Deep neural networks have become common practice in many machine learning applications. Their ability to achieve human-like, and even super-human, accuracy have made them a milestone in the history of AI. However, achieving such levels of accuracy is prohibitively costly in terms of compute power. Modern architectures perform billions of floating point operations (FLOPs), which pose a significant challenge to use them in practice. For this reason, many optimization techniques have been developed at the hardware level to process these models with high performance and power/energy efficiency — without affecting their accuracy. It is no wonder that the market for deep learning accelerators is on fire. Intel recently acquired Habana labs for $2 billion and AMD is set to acquire Xilinx for $35 billion.
In this post, we continue our deep learning inference acceleration series and dive into hardware acceleration, the first level in the inference acceleration stack (see Figure 1). We review several hardware platforms that are being used today for deep learning inference, describe each of them, and highlight their pros and cons.
Central Processing Unit (CPU)
CPUs are the ‘brains’ of computers that process instructions to perform a sequence of requested operations. We commonly divide the CPU into four building blocks: (1) Control Unit (CU) – The component that directs the operation of the processor. It tells the other components how to respond to the instructions that were sent to the processor. (2) Arithmetic logic unit (ALU) – The component that performs the integer arithmetic and bitwise logical operations. (3) Address generation unit (AGU) – The component inside the CPU that calculates addresses used to access the main memory. (4) Memory management unit (MMU) – This refers to any memory component that is used by the CPU to allocate memory.
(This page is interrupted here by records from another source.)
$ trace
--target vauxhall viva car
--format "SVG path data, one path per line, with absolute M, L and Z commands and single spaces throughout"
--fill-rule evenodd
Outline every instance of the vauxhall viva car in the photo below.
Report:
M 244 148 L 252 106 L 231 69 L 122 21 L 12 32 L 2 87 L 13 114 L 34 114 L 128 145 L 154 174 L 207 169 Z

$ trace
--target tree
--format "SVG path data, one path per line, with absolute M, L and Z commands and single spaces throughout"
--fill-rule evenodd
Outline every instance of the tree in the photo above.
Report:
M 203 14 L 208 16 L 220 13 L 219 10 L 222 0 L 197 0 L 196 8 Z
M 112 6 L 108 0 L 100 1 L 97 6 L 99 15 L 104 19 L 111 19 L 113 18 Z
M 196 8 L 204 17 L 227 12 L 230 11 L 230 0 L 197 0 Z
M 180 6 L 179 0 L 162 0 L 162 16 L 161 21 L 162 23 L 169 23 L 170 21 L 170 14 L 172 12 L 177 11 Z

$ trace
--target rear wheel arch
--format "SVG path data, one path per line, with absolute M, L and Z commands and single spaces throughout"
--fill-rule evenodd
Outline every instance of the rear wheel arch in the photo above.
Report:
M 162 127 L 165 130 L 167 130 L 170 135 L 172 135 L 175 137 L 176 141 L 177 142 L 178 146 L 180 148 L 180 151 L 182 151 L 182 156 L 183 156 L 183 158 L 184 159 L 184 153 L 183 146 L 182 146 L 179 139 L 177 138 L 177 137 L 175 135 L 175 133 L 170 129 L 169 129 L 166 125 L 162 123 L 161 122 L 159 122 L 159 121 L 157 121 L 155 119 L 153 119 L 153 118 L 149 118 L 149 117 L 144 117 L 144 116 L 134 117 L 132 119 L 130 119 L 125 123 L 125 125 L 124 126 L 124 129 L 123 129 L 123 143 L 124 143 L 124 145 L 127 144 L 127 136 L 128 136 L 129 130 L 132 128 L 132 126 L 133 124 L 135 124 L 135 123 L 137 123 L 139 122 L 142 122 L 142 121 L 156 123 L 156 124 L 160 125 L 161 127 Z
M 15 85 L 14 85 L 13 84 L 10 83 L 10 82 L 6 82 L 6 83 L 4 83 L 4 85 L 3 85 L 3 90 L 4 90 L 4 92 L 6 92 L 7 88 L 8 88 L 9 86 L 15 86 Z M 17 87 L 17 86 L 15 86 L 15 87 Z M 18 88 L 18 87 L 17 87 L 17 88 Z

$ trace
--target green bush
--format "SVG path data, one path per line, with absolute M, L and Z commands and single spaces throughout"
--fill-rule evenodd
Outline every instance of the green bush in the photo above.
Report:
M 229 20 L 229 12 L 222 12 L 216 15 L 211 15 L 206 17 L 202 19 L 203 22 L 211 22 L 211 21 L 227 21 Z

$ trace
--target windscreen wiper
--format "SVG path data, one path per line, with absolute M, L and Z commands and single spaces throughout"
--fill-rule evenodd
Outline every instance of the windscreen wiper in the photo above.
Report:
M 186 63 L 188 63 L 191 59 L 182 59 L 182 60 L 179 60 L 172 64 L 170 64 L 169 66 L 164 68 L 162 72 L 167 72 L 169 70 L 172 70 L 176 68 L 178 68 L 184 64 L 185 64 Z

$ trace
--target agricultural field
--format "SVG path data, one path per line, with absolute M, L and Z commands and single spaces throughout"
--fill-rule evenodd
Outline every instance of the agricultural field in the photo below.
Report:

Present day CPUs are heavy duty pieces of hardware, which contain billions of transistors, and are extremely costly to design and manufacture. They contain powerful cores that are able to handle vast amounts of operations and memory consumption. These CPUs support any kind of operations without the need to write custom programs. However, their extensive universality also means they contain superfluous operations and logic verifications. Moreover, they don’t fully exploit the parallelism opportunities available in deep learning.
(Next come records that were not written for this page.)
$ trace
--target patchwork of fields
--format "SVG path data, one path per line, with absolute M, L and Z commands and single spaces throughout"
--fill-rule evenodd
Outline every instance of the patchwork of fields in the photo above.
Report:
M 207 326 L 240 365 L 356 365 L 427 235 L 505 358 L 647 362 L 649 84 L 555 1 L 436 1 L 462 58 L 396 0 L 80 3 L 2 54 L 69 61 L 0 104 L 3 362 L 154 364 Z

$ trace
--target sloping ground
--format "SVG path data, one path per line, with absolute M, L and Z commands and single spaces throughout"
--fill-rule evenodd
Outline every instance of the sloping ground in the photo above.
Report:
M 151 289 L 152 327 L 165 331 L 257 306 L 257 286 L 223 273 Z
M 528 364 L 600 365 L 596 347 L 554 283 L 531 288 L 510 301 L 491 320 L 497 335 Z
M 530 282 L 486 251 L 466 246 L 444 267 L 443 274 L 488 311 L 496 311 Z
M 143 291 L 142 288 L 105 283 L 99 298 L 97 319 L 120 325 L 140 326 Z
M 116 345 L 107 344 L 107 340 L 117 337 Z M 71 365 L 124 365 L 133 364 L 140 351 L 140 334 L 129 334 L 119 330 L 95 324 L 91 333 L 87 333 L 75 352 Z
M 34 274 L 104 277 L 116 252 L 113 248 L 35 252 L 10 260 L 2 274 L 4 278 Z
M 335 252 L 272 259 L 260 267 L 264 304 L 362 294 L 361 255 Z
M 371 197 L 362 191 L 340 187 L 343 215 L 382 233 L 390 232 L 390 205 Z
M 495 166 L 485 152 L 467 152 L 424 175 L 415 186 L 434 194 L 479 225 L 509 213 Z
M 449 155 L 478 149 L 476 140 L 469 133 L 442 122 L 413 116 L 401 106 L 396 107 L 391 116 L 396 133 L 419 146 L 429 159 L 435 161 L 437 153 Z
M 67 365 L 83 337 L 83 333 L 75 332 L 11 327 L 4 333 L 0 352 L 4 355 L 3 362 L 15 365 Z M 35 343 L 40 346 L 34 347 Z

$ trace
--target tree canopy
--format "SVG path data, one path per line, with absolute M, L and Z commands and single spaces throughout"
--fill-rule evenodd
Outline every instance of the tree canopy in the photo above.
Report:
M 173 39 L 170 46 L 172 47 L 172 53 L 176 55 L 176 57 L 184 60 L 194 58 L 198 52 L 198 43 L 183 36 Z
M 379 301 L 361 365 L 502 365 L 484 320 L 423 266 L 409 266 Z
- Pros – Cost effective, fit for general purpose, powerful cores, high memory capacity
- Cons – Don’t fully exploit parallelism, low throughput performance
Graphical Processing Units (GPU)
A GPU is a specialized hardware component designed to perform many simple operations simultaneously. Originally, GPUs were intended to accelerate graphics rendering for real-time computer graphics, especially gaming applications. The general structure of the GPU has some similarities to the structure of the CPU; they both belong to the family of spatial architectures. But, in contrast to CPUs, which are composed of a few ALUs optimized for sequential serial processing, the GPU comprises thousands of ALUs that enable the parallel execution of a massive amount of simple operations. This amazing property makes GPUs an ideal candidate for deep learning execution. For example, in the case of computer vision applications, the structure of the convolution operation, where a single filter is applied on every patch in the input image, enables effective exploitation of the parallelism of the GPU device.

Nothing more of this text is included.